Some clans believe that all living creatures are part of the spiritual world, and that for each animal and each plant there exists a spiritual ideal. These are commonly held to be paragon examples of such creatures, real and physical and flesh, yet embodying all that their specific breed represents in the real world.
Other clans participate in a form of ancestor worship, in which the bodies of the dead are buried in the frozen ground and marked with a complex series of cairns and other stones placed along lines of power (real or imagined) connecting the bodies of the dead. These clans believe that the spirits of their ancestors watch over them, protect them, and judge them in death, either allowing them entrance into the world or forcing them into the frozen depths of the underworld.
Fire is also often worshiped by neanderthal clans. While all neanderthals are taught the secrets of making fire when they are old enough to hold a piece of flint and steel, the actual physical qualities of fire are still mysterious and powerful in neanderthal society. Most neanderthal caverns have a central bonfire chamber that is never allowed to go out; it's natural that some of them would start viewing this "eternal fire" as divine in nature.
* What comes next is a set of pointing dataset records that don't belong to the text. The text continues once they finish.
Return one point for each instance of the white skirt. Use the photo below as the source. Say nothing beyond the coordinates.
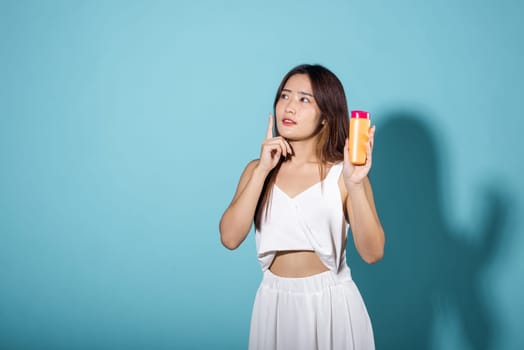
(320, 312)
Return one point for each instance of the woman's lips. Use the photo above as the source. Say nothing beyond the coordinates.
(288, 122)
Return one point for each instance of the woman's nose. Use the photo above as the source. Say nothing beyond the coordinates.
(290, 107)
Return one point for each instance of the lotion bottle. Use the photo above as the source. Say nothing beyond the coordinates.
(359, 125)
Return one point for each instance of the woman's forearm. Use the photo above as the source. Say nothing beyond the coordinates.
(238, 217)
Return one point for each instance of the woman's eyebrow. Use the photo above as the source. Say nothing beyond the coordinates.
(300, 92)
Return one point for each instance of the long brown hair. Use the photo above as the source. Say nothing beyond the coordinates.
(331, 100)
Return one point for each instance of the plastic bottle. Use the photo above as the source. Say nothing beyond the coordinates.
(359, 125)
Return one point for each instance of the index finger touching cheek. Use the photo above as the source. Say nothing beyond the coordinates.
(269, 132)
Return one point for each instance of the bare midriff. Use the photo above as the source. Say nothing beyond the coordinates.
(297, 263)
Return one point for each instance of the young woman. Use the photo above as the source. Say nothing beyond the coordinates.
(302, 194)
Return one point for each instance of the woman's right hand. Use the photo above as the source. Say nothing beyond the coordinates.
(272, 149)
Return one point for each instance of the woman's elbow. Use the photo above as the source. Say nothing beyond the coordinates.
(373, 258)
(229, 243)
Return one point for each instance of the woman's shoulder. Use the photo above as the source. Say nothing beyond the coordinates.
(248, 170)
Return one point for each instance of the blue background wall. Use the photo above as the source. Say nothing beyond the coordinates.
(124, 126)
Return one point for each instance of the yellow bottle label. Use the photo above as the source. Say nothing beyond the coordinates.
(358, 139)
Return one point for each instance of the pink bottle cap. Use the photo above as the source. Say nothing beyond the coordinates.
(360, 114)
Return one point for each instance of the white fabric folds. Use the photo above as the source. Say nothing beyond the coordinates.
(320, 312)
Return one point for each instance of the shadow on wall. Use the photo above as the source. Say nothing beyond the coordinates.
(427, 264)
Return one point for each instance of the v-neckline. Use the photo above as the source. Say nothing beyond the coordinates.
(307, 189)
A few clans actually worship specific deities, usually their savage creator deities. Neanderthals most often rever Telchur, Thrym, Ulutiu, and Vatun. More rarely, neanderthal clans are convered to the worship of civilized dieties by clerics or missionaries from other races that have somehow gained the trust and admiration of the clan. When this cleric or missionary dies, the clan continues to worship the deity, often building elaborate fetishes or crude alters at which to worship or perform sacrifices. Over the generations, these cults often become uite altered from the original source so that multiple clans who may techincally be worshiping the same deity do so in wildly different ways.
In any case, religion is important in neanderthal society, for it provides a framework for them to explain everything in the world and their lives that they do not understand.
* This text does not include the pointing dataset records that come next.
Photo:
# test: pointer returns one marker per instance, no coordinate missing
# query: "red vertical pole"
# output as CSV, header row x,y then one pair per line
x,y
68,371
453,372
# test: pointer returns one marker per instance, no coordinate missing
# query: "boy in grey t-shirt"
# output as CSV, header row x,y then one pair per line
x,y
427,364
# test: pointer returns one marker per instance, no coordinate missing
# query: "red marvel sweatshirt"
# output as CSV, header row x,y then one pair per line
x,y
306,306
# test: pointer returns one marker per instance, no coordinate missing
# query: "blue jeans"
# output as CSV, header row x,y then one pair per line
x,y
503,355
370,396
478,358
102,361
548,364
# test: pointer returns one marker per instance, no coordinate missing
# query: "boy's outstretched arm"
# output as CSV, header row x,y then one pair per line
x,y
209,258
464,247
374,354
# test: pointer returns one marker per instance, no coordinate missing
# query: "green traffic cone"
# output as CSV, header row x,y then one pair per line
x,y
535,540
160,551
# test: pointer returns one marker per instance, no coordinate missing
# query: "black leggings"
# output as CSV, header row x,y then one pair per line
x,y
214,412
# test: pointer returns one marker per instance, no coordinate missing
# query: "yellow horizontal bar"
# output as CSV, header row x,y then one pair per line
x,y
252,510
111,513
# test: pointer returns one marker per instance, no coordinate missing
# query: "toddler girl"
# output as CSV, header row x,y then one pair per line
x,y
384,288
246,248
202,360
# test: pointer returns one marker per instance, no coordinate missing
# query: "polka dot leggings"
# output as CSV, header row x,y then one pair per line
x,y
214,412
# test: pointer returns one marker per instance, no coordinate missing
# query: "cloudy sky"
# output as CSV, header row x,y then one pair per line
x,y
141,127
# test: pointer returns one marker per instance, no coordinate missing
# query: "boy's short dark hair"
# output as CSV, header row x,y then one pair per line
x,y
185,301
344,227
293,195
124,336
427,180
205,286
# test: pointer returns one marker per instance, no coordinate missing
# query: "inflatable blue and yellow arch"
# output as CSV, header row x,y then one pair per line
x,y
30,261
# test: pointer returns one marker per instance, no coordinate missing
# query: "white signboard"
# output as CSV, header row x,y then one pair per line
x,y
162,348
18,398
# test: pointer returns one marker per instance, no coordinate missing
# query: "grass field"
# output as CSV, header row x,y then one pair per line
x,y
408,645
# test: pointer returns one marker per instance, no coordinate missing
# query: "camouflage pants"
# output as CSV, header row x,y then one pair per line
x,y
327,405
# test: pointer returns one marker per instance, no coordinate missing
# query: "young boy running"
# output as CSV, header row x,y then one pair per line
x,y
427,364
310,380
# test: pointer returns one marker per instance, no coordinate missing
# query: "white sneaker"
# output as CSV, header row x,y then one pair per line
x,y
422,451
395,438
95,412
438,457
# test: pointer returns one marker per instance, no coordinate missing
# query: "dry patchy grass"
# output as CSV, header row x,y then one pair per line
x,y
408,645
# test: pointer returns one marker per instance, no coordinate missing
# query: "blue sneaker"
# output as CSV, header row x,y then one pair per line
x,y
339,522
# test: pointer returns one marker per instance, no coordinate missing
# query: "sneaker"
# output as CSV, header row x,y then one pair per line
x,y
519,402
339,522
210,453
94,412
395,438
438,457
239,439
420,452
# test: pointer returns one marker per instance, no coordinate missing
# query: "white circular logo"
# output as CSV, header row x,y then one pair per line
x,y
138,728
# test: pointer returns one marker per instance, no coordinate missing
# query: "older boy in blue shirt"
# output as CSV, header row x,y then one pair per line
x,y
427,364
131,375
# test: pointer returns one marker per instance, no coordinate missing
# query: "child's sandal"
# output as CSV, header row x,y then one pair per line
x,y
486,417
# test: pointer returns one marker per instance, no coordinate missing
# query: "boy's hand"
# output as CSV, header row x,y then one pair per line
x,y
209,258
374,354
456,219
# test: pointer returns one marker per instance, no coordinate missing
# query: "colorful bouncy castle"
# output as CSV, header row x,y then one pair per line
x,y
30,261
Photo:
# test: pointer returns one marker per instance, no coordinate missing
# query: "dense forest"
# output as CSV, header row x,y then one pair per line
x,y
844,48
Although long ago, the original neanderthals had little need of language, today thier rich oral traditions make language an important part of society. For the most part, neanderthals speaka crude form of Common that can be understood (with a bit of concentration) by anyone who speaks the language. Neanderthals are generally illiterate, and prefer to use pictures and drawings to preserve concepts and stories.
Neanderthals have simple names, yet they attribute great power to them. Names are typically guttural and savage sounding. A neanderthal's given name is jealously guarded secret known only to his most trusted friends and the other members of his clan. To outsiders, a neanderthal typically refers to himself by his class or profession in the clan along with his clan's name. For example, a hunter might introduce himself as a hunter of the Elk Clan.
Male Names: Artok, Becksor, Brulak, Garthak, Kalak, Llurg, Murak, Orick, Ralagh, Thogart, Torak, Urak.
Female Names: Ayah, Bahgra, Cirah, Drelli, Durana, Illka, Kara, Lana, Magala, Neruh, Onsi, Orli, Svelani, Zura.
Clan Names: Clan names are typically named after the predominant animal in the region; Bear Clan, Branta Clan, Elk Clan, Mammoth Clan, Raven Clan, Tiger Clan, and Wolf Clan are excellent examples. Rarely a clan may take the name of a particularly powerful local menacy, such as Dragon Clan, Spider Clan, or Yeti Clan.
It's rare, but sometimes a lone neanderthal, disillusioned with life among his tribe or forced by a more tragic history to strike out on his own, stumbles upon a more civilized society. These encounters are usually brutal and short, but in some cases, a neanderthal learns to adapt to the newly encountered settlement, and often becomes a well-liked and valued member of the community, if only for his penchent for telling engaging stories of the wild. These neanderthals often become adventurers, and take quite naturally to the adventuring lifestyle.